Gönül Tol: Aslında bu yazıda iki temel argümanım var. Bir tanesi, otokratlar etnik sorunların barışçıl ve kalıcı çözümünde başarılı değiller. İkincisi de etnik sorunları çözmeye çalışırken yapmaya çalıştıkları şey, kalıcı bir barış getirmek değil, kendi otokrasilerini konsolide etmek. Yazımdaki iki temel argümanım bu. Şimdi bunu desteklemek için de hem dünyadan örneklere bakıyorum hem de Erdoğan’ın geçmiş Kürt açılımlarındaki motivasyonuna ve davranışına bakıyorum. Yazıda Sri Lanka örneğini verdim. Sri Lanka’da Tamil İlam Kurtuluş Kaplanları ya da dünyanın bildiği tabiriyle ‘’Tamil Kaplanları’’ ayrılıkçı bir terör örgütü. 1980’li yıllardan itibaren Sri Lanka Devleti’ne karşı savaşmış. Aslında silahlı saldırı 70’lerde başlamış fakat 80’lerden itibaren bağımsızlık isteyen bir terör örgütüne dönüşmüş. Bu arada, siyaset bilimi açısından, Türkiye’deki Kürt meselesiyle Sri Lanka’daki Tamil meselesinin farklılıkları olduğunu da söylemek gerekiyor. Fakat yapmaya çalıştığım şey açısından, bence karşılaştırılabilir iki vaka. Sri Lanka’nın nüfusunun yüzde 75’ini, etnik köken olarak Sinhalalar oluşturuyor. En önemli azınlık da %12’ye tekabül eden Tamil azınlığı. Aslında başlangıçta Tamiller ülkenin kuzeyinde yaşıyorlar. 1950’lerden itibaren barışçıl bir şekilde demokratik bir şekilde haklarını aramaya başlıyorlar. Fakat 70’li yıllardan itibaren bu hak arama mücadelesi, bir Marksist öğrenci direnişiyle beraber silahlı çatışmalara dönüşüyor. Aslında bunun ateşleyicisi olan da 1956 yılında çıkan Sinhala kanunu. Tamillerin, farklı bir etnik köken olarak farklı dil talepleri var. Sinhalalı çoğunluk, Sinhala dilini resmi dil olarak dikte ediyor ve bunun üzerinden bir çatışma başlıyor. 1976 yılında Tamil Kaplanları kuruluyor. Bunun bir de siyasi ayağı var. Sadece bir terör örgütü değil, aynı zamanda bir siyasi parti olarak da kendisini gösteriyor ve gittikçe radikalleşiyor. 2005 yılında Mahinda Rajapaksa’nın Cumhurbaşkanlığını almasıyla birlikte, Tamil Kaplanları’na karşı çok ciddi topyekûn bir savaşa girişiyor ve nihayetinde 3 yıl içerisinde bütünüyle kontrol altına alıyor. Örgütün lideri öldürülüyor, yerine gelen insan hapsediliyor ve örgüt kendini 2009 yılında lağvediyor. 

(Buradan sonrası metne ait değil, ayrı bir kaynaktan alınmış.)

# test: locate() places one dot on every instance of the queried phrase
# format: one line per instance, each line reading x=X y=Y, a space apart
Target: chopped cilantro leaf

Bence, asıl bundan sonra yapılanlar karşılaştırma açısından önemli. 2009 yılında örgüt silahları bırakıp savaşa son verme kararı verdikten sonra, dönemin Cumhurbaşkanı olan Rajapaksa, ‘’terörizmi bitirdim’’ söylemini kullanarak ve kendi Sinhala Budist milliyetçi imajını parlatarak, çok ciddi bir otokratikleşme sürecine giriyor. Tamil Kaplanları’nı bitirmiş olmanın verdiği rüzgârla bir otokratikleşme sürecine giriyor ve bütünüyle yargı ve medya kontrol altına alınıyor, kendi aile üyelerini çok kritik yerlere, önemli bakanlıklara getiriyor. Hatta kardeşlerinden biri “Tamil Kaplanlarını bitirmekle birlikte neredeyse bir krallık durumuna geçtik” diyor. Dolayısıyla, bütünüyle bir tek adam rejimi kuruluyor. O tarihin üzerinden 16 yıl geçti. Bugün ‘’Tamil azınlığın hakları verildi mi?’’ diye sorarsanız, tam tersine, o savaşın bitmesinden itibaren sadece Tamillere de değil, Rajapaksa’yı eleştiren herkese yönelik çok ciddi bir baskı rejimi devreye giriyor. Bu arada Tamillere verilen anayasal haklar dahi Rajapaksa tarafından çiğneniyor. Mesela Tamillere dil hakkı veriliyor, anayasal olarak onların diline bir statü kazandırılıyor. Fakat anayasayı tanımayan bir adam olarak, bu anayasal haklar verilmiyor. ‘’Savaş bitti artık barış var’’ söyleminden 16 yıl sonra, bugün hâlâ Tamil azınlığının ciddi bir baskıya maruz kaldığını görüyoruz. 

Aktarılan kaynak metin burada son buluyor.